If i were still using adobe reader i think i'd rather open an unknown exe than pdf.
It's actually quite simple in this case, though: you can specify, on the command line, a log file (with full path and extension). Then, you can specify "echo" commands which will be written to the log file. These lines will appear at the top of the log, before any of the game's usual log spew. So yes, you can guarantee that the lines for "download this arbitrary executable and run it" appear at the top of the batch script.
If you want to, you can even then put an exit instruction in the script, so the user doesn't even see the script window full of game spew. Of course, by that time they'd already be owned anyhow...
There's no place I could be, since I've found Serenity...
Valve just pushed out an update for Half-Life 2: Deathmatch, Day of Defeat: Source, and Team Fortress 2 that is supposed to fix the con_logfile bug in those games.
Unfortunately, their other multiplayer games remain unpatched, most notably Counter-Strike: Source and Counter-Strike: Global Offensive.
GLaDOS for President 2016! "Well here we are again. It's always such a pleasure." -- GLaDOS, 2011
The study suggests and relies upon the fact that the victim:
1. Has acquired already malicious content (e.g. an autostart .bat command set).
2. Has no security knowledge and does stupid things like allowing random escalated privileges, UAC control prompt bypasses and (successful socially engineered attacks) knowingly runs remotely acquired code.
All software has the kind of vulnerabilities as the study describes about Steam. If the attacker already has access to the victim's computer by the means of (1) and (2), there is no reason why to make things complicated by utilizing Steam's weaknesses. You'd have 100% access anyway to all parts of the computer.
Steam is DRM. Like just about every other piece of DRM before it, steam has security holes.
So Steam does bad things (prevent[1] you from playing the games you stupidly bought legally instead of downloading the cracked version), and it does even more bad things (allow people to control your computer).
This makes Steam no different from other DRM. The people who have been praising Steam for not being as bad as other forms of DRM have now been proven wrong.
[1] Read the posts about being unable to "go offline" with no internet connection available. When I have no internet connection available, that's when I have nothing better to do than play games.
Potential attackers would, of course, first have to establish which games are installed on the target computer.
Steam community, wot?
While these exploits are things that should be fixed, it's not as if they are practical to exploit, seeing the level of specific knowledge you need of the targeted user etc.; it's not like your average Flash zero-day, nobodies going to write a wide-scale exploit based on this, and it's not really notable for a Slashdot front page post (I'd go so far as to say the report is more attention seeking than substance).
That said, Valve definitely should fix this up, and I'd say it won't be long before they do.

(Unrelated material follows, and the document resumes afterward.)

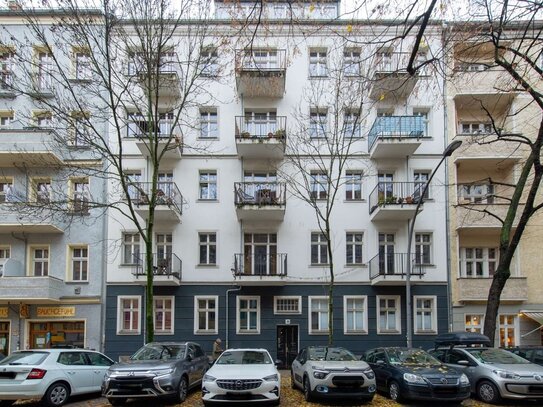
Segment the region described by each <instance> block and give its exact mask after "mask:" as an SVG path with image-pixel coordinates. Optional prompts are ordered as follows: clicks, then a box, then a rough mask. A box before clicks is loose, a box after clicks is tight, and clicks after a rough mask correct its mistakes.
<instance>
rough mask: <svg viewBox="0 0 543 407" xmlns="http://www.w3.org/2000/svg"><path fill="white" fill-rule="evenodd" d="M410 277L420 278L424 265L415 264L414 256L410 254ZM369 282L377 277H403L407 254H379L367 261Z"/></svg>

I can speak from experience though, that all games are chock-full of exploitable code, and generally it never gets fixed because the developers don't judge it as economical to do so, until stuff is actually being exploited and becomes a nuisance to players (even then, usually stuff only gets exploited like that once devs have moved on from supporting the game in question, meaning nothing gets fixed); that would be a more noteworthy story to see on Slashdot.
Disclaimer: Game developer and minor reverse-engineer enthusiast.